In these savage last days, the Collectivists of the F
lyside tower filled two pods with explosives, chymical and blackpowder. A little before noon, they released one in each direction, throttles jammed. The little vehicles of brass tubing and glass and wood accelerated very fast, screamed over the city.
Wyrmen scattered in surprise as the wires bowed under the pods’ weight. They rose, shouted obscenities.
Perdido Street Station was the centre of the city, even more than Parliament, the atramentous keep now empty of functionaries (it was an irony of the time that the “Parliamentarian” government had suspended Parliament). The Mayor was making decisions from the Spike.
As the north-travelling pod careered over Riverskin the militia fired grenades. They landed short, with cruel billows, on Sheck or the riverside streets near Petty Coil.

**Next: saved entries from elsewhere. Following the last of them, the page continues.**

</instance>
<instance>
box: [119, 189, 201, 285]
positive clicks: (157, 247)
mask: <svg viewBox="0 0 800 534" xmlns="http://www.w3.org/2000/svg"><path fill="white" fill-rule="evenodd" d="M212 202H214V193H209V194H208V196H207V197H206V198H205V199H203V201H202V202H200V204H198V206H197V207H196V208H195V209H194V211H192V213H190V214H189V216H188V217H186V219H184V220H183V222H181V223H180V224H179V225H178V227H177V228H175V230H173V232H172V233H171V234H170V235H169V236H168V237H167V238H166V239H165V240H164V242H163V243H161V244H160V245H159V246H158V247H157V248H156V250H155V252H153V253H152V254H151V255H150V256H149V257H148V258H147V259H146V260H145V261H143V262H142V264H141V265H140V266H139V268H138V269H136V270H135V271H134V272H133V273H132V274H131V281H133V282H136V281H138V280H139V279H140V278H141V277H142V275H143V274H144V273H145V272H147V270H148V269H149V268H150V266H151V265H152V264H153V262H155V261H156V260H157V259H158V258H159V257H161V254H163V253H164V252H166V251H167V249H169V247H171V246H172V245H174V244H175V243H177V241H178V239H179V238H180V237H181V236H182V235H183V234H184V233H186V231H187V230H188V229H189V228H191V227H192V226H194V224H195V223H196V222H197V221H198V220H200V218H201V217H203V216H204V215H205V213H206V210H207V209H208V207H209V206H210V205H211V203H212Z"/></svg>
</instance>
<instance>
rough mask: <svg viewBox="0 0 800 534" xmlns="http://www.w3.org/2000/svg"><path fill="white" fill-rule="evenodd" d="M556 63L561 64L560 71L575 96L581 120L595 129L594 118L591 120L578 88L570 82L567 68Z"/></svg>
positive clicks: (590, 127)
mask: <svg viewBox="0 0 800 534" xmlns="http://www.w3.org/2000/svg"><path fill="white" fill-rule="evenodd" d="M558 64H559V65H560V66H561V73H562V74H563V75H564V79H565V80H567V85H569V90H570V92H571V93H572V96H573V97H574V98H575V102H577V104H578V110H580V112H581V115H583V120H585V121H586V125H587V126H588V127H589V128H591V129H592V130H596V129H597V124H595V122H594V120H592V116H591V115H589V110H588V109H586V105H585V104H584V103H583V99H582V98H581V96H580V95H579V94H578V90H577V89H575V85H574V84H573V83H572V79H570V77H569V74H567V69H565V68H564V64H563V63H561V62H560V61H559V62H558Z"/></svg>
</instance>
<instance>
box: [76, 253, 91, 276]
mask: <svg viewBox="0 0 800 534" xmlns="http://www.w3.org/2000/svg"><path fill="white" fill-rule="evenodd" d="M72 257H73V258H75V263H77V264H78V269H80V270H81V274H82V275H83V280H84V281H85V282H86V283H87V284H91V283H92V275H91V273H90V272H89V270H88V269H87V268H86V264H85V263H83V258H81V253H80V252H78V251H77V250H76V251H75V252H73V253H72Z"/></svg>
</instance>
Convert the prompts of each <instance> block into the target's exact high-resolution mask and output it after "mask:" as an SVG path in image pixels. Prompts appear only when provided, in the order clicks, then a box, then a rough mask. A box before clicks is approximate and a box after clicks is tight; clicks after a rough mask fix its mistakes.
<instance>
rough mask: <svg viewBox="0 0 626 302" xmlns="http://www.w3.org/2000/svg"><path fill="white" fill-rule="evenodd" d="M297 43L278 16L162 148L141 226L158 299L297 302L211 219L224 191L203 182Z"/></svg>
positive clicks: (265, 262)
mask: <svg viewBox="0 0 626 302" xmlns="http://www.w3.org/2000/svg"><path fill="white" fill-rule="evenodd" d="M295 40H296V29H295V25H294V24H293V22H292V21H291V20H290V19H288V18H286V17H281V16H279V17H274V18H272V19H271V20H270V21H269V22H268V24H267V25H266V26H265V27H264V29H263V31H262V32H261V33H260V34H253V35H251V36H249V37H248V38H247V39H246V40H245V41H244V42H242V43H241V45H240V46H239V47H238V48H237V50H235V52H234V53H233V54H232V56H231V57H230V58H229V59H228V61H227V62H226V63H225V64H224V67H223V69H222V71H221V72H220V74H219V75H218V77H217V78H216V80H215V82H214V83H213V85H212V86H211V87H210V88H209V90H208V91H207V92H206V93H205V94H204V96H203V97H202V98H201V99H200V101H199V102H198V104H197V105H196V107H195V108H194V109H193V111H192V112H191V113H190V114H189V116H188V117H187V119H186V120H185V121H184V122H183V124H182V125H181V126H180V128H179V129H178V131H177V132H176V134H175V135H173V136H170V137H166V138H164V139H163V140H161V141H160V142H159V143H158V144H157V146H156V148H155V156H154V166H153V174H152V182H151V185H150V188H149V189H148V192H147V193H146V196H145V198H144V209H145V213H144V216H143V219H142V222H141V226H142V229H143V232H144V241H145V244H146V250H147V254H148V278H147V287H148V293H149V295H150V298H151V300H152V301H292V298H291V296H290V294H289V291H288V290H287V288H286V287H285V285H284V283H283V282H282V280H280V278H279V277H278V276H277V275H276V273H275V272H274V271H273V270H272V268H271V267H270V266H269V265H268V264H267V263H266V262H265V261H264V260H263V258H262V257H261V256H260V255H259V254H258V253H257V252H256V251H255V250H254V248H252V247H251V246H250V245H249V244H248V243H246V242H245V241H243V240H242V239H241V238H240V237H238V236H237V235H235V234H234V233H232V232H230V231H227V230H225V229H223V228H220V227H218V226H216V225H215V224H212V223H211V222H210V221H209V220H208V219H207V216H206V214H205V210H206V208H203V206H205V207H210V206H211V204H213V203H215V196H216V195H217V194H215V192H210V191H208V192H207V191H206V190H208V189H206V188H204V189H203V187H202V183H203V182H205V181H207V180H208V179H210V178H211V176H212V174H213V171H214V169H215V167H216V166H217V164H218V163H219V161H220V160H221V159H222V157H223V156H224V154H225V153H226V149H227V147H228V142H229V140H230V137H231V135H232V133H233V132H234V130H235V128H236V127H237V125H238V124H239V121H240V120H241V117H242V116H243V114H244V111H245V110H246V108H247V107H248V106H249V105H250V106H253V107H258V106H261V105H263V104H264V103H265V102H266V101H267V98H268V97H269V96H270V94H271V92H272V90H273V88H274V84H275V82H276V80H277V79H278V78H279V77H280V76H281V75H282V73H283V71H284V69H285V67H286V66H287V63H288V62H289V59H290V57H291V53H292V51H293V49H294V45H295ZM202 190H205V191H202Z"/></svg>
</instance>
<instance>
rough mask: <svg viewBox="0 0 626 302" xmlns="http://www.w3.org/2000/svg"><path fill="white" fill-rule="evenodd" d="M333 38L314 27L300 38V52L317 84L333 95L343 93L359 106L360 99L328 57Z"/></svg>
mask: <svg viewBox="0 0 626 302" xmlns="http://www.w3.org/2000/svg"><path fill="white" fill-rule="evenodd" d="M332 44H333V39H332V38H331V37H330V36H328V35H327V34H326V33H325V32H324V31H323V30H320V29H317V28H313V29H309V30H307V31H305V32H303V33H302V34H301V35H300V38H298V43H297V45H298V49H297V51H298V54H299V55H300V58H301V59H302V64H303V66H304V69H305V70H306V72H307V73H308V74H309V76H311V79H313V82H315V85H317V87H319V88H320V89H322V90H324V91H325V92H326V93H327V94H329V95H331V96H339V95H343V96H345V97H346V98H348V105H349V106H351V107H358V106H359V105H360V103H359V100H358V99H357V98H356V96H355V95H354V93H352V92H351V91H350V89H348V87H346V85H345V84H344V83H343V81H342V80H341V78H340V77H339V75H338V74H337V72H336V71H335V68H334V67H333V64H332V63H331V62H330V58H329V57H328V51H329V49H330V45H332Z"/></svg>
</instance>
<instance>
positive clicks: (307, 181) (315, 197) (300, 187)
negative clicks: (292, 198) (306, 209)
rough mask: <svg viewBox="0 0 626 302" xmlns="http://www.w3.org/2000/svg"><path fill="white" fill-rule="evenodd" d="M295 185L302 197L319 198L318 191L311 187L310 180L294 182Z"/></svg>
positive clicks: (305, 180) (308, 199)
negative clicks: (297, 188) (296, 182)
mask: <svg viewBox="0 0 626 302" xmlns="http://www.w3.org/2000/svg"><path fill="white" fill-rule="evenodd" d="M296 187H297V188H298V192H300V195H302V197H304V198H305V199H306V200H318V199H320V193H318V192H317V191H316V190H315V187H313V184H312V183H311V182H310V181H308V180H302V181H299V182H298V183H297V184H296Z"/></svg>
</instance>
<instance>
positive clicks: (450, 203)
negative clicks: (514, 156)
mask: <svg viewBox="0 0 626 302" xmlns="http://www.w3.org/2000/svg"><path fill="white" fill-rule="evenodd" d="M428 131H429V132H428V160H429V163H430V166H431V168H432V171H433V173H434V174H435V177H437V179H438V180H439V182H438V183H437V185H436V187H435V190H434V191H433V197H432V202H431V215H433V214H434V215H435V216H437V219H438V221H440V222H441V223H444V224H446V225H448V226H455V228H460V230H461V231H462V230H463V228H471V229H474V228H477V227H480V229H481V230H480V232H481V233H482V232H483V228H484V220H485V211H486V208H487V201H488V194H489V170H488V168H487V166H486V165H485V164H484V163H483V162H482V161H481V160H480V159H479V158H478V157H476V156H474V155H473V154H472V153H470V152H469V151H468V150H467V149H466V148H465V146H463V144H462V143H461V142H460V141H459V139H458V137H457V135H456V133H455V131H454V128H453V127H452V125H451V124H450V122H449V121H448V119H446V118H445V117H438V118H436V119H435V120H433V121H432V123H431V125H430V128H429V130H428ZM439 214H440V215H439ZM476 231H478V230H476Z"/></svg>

But the guards could not miss for long. The pod made the metal skyrail scream, and one two missiles sailed out, burst its windows and detonated.
The pod blew, its payload conflagrating in an apocalypse instant, and it plummetted in a smoke-described arc. It shattered across the shopkeepers’ houses and terraces of Sheck, crumbling into melting metal and fire.
To the south, though, the explosive-crammed pod rushed over spivvy streets, directly above a barricade at the borders of Aspic and Barrackham. Militia and Collectivist looked up from either side of the wedge of rubble and brick.
The pod overshot open scrubland, sinking as the skyrail angled down, as the estate towers rose toward it. It rushed into the Barrackham Tower.
A one-two-three of explosions as dirty fire blared from the top of the militia spire. Its concrete bulged and split; it was eaten from inside by an unfolding plume; it went up, blew out and began to fall, and the stories below it subsided. In burning slabs like pyroclastic flow the top of the tower slewed off, militia pods falling out and tumbling.